In these circumstances, the great biting ferocity of the old Candide tradition is simply out of place.
Of course, there are fundamentalists, but they, too, are for the most part more moved by politics and commerce than anything like Christianity. Of course, my own stance on fundamentalists is that they are misnamed, since any literal reading of the Bible will tell you a number of things: that wealth is evil, that princes and nations are misguided, that primitive communism is the way to go, that thoughts aren’t free. The prophets are invariably – without exception – traitors. The messiah in the Gospels is serious that the first are last and the last are first in the kingdom of heaven. He is also serious about taking up your cross.
But that is a mere aside. I think the Candide genre died in The Master and the Margarita. Perhaps I should say, the death is explained in The Master and the Margarita.
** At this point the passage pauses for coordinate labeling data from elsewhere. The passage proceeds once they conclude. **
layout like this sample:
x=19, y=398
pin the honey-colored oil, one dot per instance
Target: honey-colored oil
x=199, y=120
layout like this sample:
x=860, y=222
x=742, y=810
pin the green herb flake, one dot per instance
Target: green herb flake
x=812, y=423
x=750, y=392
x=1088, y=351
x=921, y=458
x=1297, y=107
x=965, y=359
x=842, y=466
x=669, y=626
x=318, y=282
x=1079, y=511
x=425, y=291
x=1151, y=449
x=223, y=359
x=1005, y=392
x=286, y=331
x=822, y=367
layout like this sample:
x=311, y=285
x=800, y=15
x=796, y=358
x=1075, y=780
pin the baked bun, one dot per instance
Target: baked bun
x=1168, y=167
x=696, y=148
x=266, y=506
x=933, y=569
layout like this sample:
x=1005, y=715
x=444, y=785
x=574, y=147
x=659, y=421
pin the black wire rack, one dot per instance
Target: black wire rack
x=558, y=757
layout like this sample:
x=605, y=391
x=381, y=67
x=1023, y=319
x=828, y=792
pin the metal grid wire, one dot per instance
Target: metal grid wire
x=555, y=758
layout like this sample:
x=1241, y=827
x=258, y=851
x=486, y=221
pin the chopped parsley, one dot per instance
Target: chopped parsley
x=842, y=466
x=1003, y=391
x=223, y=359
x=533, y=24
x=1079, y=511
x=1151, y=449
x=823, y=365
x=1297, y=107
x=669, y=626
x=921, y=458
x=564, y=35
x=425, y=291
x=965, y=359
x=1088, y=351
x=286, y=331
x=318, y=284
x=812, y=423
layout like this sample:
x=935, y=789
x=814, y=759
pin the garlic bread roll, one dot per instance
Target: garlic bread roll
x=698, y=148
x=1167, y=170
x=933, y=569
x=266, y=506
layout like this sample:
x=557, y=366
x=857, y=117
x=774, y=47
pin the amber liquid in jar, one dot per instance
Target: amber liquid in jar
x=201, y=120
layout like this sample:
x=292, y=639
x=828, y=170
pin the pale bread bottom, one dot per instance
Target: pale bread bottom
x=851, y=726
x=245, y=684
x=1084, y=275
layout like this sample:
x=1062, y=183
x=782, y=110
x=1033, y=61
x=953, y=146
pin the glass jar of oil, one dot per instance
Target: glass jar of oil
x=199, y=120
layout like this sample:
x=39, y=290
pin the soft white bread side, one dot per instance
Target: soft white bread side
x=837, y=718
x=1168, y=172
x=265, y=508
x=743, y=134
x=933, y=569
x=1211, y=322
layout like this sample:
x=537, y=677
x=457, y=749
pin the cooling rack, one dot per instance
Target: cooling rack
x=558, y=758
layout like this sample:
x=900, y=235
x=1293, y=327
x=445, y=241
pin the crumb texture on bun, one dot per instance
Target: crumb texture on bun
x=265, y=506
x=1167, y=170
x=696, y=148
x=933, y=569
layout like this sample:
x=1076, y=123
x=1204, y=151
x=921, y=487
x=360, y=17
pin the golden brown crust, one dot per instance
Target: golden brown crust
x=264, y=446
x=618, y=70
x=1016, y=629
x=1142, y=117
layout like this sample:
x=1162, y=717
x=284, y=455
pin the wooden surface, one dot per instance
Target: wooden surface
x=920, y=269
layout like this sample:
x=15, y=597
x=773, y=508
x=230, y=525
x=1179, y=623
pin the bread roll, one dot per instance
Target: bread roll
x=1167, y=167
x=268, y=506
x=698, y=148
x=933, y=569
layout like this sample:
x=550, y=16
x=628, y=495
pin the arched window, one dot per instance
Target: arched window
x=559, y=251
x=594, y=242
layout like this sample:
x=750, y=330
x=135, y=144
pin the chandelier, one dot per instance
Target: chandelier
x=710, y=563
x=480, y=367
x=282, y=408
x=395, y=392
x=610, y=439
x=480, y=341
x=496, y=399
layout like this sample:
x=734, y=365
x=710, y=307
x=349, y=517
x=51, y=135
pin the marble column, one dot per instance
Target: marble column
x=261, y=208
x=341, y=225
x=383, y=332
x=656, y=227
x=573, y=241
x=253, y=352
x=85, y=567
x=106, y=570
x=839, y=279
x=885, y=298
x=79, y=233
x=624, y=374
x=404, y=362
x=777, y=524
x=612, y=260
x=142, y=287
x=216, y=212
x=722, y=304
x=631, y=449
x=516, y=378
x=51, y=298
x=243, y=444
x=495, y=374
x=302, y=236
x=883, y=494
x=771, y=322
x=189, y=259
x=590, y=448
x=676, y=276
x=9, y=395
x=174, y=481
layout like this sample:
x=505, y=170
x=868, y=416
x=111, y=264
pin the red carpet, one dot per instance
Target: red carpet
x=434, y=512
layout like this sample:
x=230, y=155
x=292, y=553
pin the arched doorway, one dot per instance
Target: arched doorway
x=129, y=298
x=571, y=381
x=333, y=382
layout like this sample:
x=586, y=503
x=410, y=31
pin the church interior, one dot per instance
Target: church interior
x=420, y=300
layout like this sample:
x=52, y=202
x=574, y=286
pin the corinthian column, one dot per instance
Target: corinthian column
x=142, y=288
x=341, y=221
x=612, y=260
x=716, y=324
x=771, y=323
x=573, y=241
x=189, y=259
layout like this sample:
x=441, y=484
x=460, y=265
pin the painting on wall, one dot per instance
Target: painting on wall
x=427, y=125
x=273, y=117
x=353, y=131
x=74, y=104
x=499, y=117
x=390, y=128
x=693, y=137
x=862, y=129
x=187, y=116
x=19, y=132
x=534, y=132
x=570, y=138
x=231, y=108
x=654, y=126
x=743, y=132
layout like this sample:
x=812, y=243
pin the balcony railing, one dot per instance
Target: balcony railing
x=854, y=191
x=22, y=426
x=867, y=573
At the beginning of the book, there is a conversation between a poet and an editor. The latter, Berlioz, commissioned the poet, Ivan Ponyrev – or “Homeless” – to write an anti-Christian poem, but as he explains to Homeless, he is not satisfied with the result. The poem attributes dark motives and actions to Jesus – but the point, Berlioz says, is to bring out the fact that Jesus is a myth. He never existed.
Now, Bulgakov is having some fun here, because as both are soon to find out, the Devil not only exists but has come to Moscow for an event. Berlioz’s rational world is swept away before the first chapter is over, in fact. But his theory about Jesus as a myth is a pretty good way of getting at why Candide is dead. In fact, in the current culture, whether Jesus existed or not doesn’t matter. Which is why some nice, no holds barred assault on Jesus would not go over in film, nor evoke chuckles from the feeble minded audience that thinks the word “sodomite” is a hoot. Our sentiments would be offended not because of belief in Jesus, but because of the belief that we should be tolerant of the belief in Jesus.
Such is the current state of explaining the ways of God to man

1 comment:

Ed said...

I am convinced that the attitude of all popular culture is to view all events before the television age as a myth, and this attitude might extend even to recent events. Its striking how little grasp people, even very educated people, I come into contact with have of the concepts of the past and the future.